LA: Na primeira semana a gente praticamente não ouviu ou falou essa palavra. O contato que nós tínhamos com essa situação era em casa através do jornal ou falando com parentes que estavam na região mais afetada. Apenas na segunda-feira, da segunda semana, o problema pareceu se tornar evidente. As aulas no IFG e outras instituições foram suspensas. Ficamos sozinhos num campus enorme, 25 estudantes. Nos assustava, mas nos dava força a ideia de que estávamos participando de algo grande, que não ia parar mesmo que tudo ao redor parasse.
APJ: Você via algo de diferente quando saía às ruas? Alguma movimentação anormal?
LA: A vida seguia normalmente em Goiânia, não ouvia nada sobre isso e também não impactava a vida dos moradores. Frequentamos feiras livres e o maior polo de moda do país, nenhum vestígio do assunto. Parecia que o coronavírus era algo que só acontecia lá fora, que ia parar em São Paulo, que estávamos seguros em Goiânia.”
APJ: Os participantes se mostravam preocupados com os acontecimentos/noticiários?
LA: Nos assustava, mas nos dava força a ideia de que estávamos participando de algo grande, que não ia parar mesmo que tudo ao redor parasse. Os estudantes da Finlândia receberam recomendação para voltar, a situação nos outros países piorava, novos casos em Goiânia, a ficha caiu! E surgiu a preocupação: “o que aconteceria com o projeto?”.
APJ: Qual era a situação nos países dos seus colegas do projeto?
LA: Na capital do Chile, em Santiago, houve um número crescente de casos. Na última segunda-feira, o país entrou no estágio 4 da epidemia. Em Portugal, os casos dispararam e algumas cidades entraram em quarentena. Na Finlândia, a mesma coisa, até que decidiram limitar as viagens dentro do país e os estudantes receberam, na segunda-feira, recomendação de retornar ao país (mas não queriam fazê-lo).
APJ: E o que você sentiu quando recebeu esta notícia?

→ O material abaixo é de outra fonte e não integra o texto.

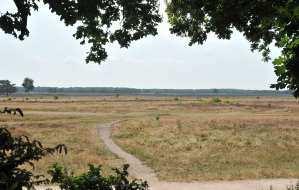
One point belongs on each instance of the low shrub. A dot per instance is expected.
(19, 151)
(94, 180)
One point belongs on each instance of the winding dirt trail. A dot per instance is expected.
(139, 170)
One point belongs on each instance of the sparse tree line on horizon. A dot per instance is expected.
(7, 87)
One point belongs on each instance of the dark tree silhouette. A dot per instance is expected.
(6, 87)
(262, 22)
(28, 84)
(19, 151)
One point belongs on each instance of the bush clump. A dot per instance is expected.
(94, 180)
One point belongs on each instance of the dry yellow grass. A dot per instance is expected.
(183, 139)
(237, 139)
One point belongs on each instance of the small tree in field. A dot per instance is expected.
(6, 87)
(28, 84)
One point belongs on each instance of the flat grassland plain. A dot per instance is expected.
(182, 139)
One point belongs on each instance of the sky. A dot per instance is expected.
(52, 57)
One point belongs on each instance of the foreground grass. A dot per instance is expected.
(183, 139)
(215, 145)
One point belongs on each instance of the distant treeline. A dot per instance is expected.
(98, 91)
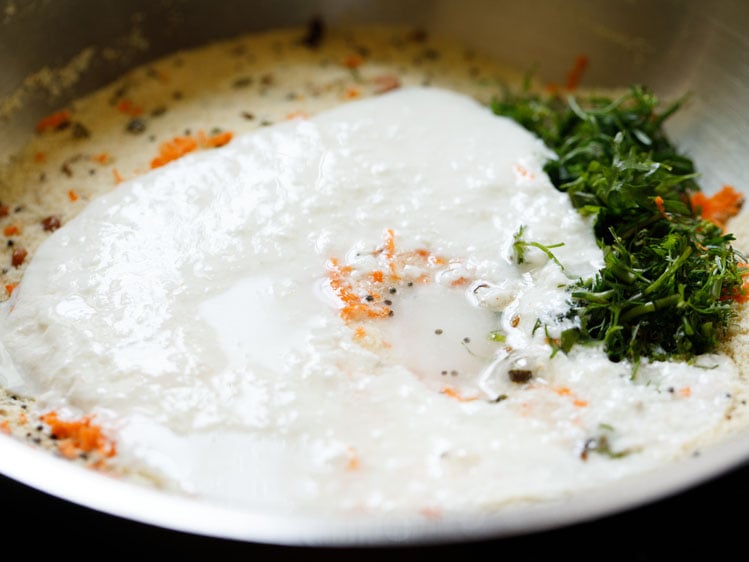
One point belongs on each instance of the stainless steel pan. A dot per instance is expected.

LA: Ao final do dia na segunda-feira (16), a situação já parecia estar insustentável, nós começamos a ficar ansiosos, aflitos, desanimados para trabalhar naquele dia. Será que estávamos trabalhando em algo que nunca poderíamos terminar? Mas nenhum de nós imaginou que alguma decisão seria tomada imediatamente. Nesse mesmo dia, eu fui ao mercado com uma amiga e fizemos compras para pelo menos 2 semanas à frente…na terça-feira seria um dia especial para nós, nós pintaríamos a sala em que passávamos o dia trabalhando. Mas quando chegamos, não tinha professora de arte. Não tinha tinta. Não tinha professor nenhum. Só um recado: os organizadores estavam em reunião para decidir o destino do projeto. E a partir daí a ansiedade e o coração apertado. No final da reunião, uma professora muito querida que estava nos acompanhando, apareceu com uma expressão muito triste, fomos para sala num clima de tensão. E então, o anúncio, a decisão, o cenário, o caos… Depois de longas conversas com superiores, de tentativas de viabilizar a continuidade do projeto, a decisão final: seria insustentável continuar. A rodoviária de Goiânia fecharia no dia seguinte (17), o aeroporto estava com previsão para fechar na mesma semana. O professor organizador em lágrimas, por uma ideia que lutou para que se tornasse realidade por mais de 2 anos. Sabemos que ações educativas sempre passam por muitas barreiras. 2 anos de luta, de conquista de aprovação, verba, da mobilização de mais de 20 estudantes, o projeto que marcaria uma vida, um calendário cuidadosamente preparado para os próximos dois meses, tudo parecia ter ido por água abaixo. Uma professora não conseguia nem falar de tão abalada…enquanto isso uma equipe trabalhava para disponibilizar uma plataforma on-line para que conseguíssemos trabalhar. 4 países, 4 fuso-horários. Recebemos um treinamento curto e improvisado de como utilizar essa plataforma on-line.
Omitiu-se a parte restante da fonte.